| Location | Rugby |
| Age | 71 years |
| Date of Birth | 12/1935 |
| Date of Death | 9/2007 |
| Visitors | 494 since 24/11/2007 |
| Creator |
sidney bates sadly died 5th september 2007 after a fight with acute myloid leukemia (aml)
the whole bates family is at a loss now you have gone dad and i for one just struggle with the fact
that i can no longer just call you and say hello or pop round to see you when i want to.
i guess i always thought that you may just make a miraculous recovery after we were told your aml
had come back for the second time, you fought so bravely, never complaining or moaning just
accepting what was happening and making the best of it, always smiling and putting on a brave face
for us all.
you were such a proud man a family man loving shirley and all your children and grandchildren.
i am trying to keep myself together dad but i do find it such a struggle every day i find myslef
breaking down crying asking the same questions all the time why ! why !
the boys miss you so much dad and for them it is such a shame that you will not be around to be part
of their life as they grow up but i promise you this dad your memory will live on with them and
everybody else as you will never be forgotten.

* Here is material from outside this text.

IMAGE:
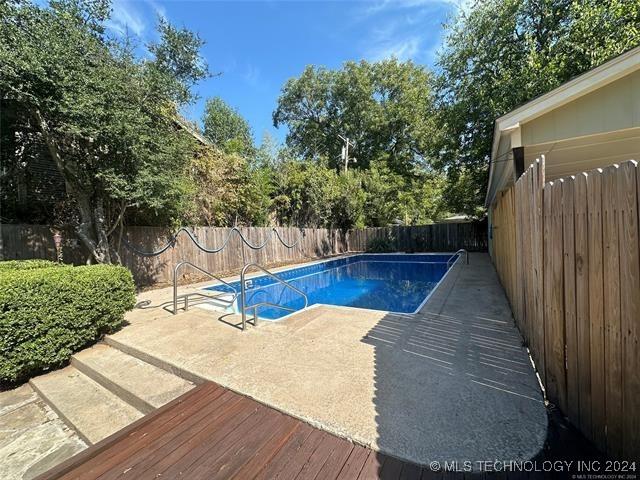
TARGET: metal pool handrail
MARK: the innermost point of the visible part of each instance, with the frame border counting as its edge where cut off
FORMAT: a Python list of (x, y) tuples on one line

have told olly that when he looks up into the sky at night and sees the brightest star in the sky
thats yours dad, he smiles and sweetly says daddy thats grandads star !!!!!

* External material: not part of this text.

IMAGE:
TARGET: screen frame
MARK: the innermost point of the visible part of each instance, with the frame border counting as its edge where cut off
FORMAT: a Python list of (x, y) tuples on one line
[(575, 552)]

george does not say much dad as you know but he just cant understand why you have gone i try to
explain it to him but i struggle to understand myself and im a grown man.
i miss you so much dad i wish you were here with us..............
''god saw you getting tired
when a cure was not to be
so he wrapped his arms around you
and whispered come to me
so keep your arms around dad lord
and give dad special care
make up for all dads suffering
and all that seemed unfair''
god bless and look after you dad, keep looking down and think of us dad as we do you as we look up
to you.
all my love dad forever and ever david xxxxxxxxx
Peace Dad xxx
You didn't deserve what you went through,
So God gave you rest.
God's garden must be beautiful,
He only takes the best
And when I saw you sleeping,
So peaceful and free from pain
I could not wish you back
To suffer that again.
Pain stuffed inside of me
Can't let anyone near me
Can't let anyone see the real me
Can't let anyone even hug me
All this pain that's held in me
Why can't anyone see the real me
Why can't anyone help me
Why can't someone just hold me
All this pain that's eating me
Can't let go of the pain in me
Can't get this pain from me
Can't get this pain out of me
When will the pain stop hurting me
Why can't I just feel me
Why can't I just be me
Why can't someone take this pain from me
Dad
No person is ever truly alone.
Those who live no more,
Whom we loved,
Echo still within our thoughts,
Our words, our hearts.
And what they did
And who they were
Becomes a part of all that we are,
Forever.
Long time
It seems strange coming back and viewing your memorial Dad its been a while since i have been here.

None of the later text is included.